Interessante workshop quello che ha avuto luogo l'altra mattina all'Università "Federico II" di Napoli.
Oggetto del seminario "Inspiring Digital Business Innovation. Challenges for digital marketers to keep up with innovation" ,
i social network e le continue sfide che il mondo del web sottopongono a tutte le imprese.

 
Molti i personaggi di alto profilo professionale ed i key speakers della giornata, pensata all'insegna della scoperta di nuovi strumenti strategici per le realtà delle piccole e medie imprese italiane; e a come guidare lo spirito imprenditoriale giovanile che pervade gli studenti di oggi.
 

Il crowdfunding, il tema centrale, nonchè molto caldo e discusso.

Ma cos'è questo Crowdfunding?
Nato poco più di qualche anno fa, è uno dei nuovi digital tools per i nuovi imprenditori che però, non avendo sufficienti fondi ed investimenti per poter lanciare le proprie idee, le mettono semplicemnte sulla rete, programmano il proprio obiettivo e cercano fondi.

Tutti gli utenti 2.0 possono contribuiire anche con un gesto economico simbolico alla conquista di finanziamenti.

Noi di Matrix Web Agency abbiamo voluto vederci chiaro sulla faccenda; abbiamo quindi contattato imprese che utilizzano ed operano attivamente sulle le piattaforme di crowdfunding.

Tra le eccellenze giovanili, più vicine a noi, e che partecipano a tale progetto è You Are U.
L'impresa young ha avuto la brillante idea di sostituire ai classici bottoni, un sistema di chiusura magnetica.

Stiamo parlando di camicie Made in Italy, prodotte dall'alta sartoria napoletana, dal tocco hight-tech.
"Prima di questa esperienza la nostra speranza di distribuire il nostro brand era molto costosa e dipendente da istituti di credito, mentre oggi è fondata essenzialmente sul poter portare a termine un'ottima campagna di raccolta fondi, attraverso una strategia di social media marketing". Afferma Salvatore Fonzo, Ceo della società partenopea.
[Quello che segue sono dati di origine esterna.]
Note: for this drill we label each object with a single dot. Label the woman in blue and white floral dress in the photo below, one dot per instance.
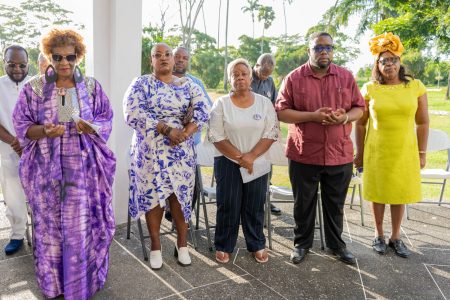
(162, 154)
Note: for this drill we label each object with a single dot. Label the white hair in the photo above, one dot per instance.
(236, 62)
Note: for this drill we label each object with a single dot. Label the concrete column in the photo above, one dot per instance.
(114, 59)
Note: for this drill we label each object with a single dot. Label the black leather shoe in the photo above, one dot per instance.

"L’obiettivo è quello di realizzare una camicia con un sistema di chiusura pratico, leggero ed originale, diverso da quello classico utilizzato nel settore della moda.
La rivoluzione è proprio questa: si abbandonano i bottoni per guadagnare tempo nella vestizione attraverso l'attrazione magnetica, nasce così la M-shirt
." 

Il lancio della M-shirt avverrà attraverso Kickstarter: il più popolare sito web di  crowdfunding.
L'obiettivo è quello di raggiungere 15mila dollari in poche ore e rivoluzionare per sempre il mondo della moda. 
Intanto però, la nostra piccola azienda vive di glora ed orgoglio in qunato Youareu è stata selezionata nel 2013 come una delle tre Startup migliori della Campania vincendo un periodo di formazione a San Francisco presso Mind the Bridge.
 
Altro caso di successo è quello di School Raising,
Questa volta ci troviamo nel settore dei servizi per l'istruzione.
Quello dei cinque imprenditori, sparsi un pò per tutta la nazione è stata un'idea partita già nel 2010 dopo aver preso parte allo Startup weekend di Milano.

"Il nostro business model era un pò diverso all'epoca, e la mancanza di tempo del team ha prolungato la fase di stasi, fino poi a riprendere il progetto ed ad aiutare tutte le scuole italiane attraverso il nostro portale di crowdfunding" spiega Luca talarico, business analyst di SR.
 
"Operativamente, sul portale è presente un modulo che le scuole possono compilare per inviarci il progetto per il quale hanno bisogno di raccogliere il budget necessario." 

La neo azienda svolge un ruolo, quindi di intermediario, crea visibilità al portale ed ai desideri delle scuole italiane con le attività ed operazioni di social media marketing
Svolge anche un ruolo di monitoring, comunicando con loro attraverso mail, conferenze, hangout, organizzando workshop ( il prossimo è fissato per il 15 Novembre ad Udine), per insegnare e trasmetere strumenti utili alla progettazione e alla comunicazione del progetto.

In entrambi i casi, così diversi tra loro, tuttavia convergenti in un punto focale per la loro attività: il social media marketing.
Per quanto i portali e le piattaforme di crowdfunding siano potenti, è sempre giusta la strada di diffondere le proprie idee grazie ai like e alle condivisioni; crescere grazie alle utenze 2.0 ma soprattutto insieme a loro.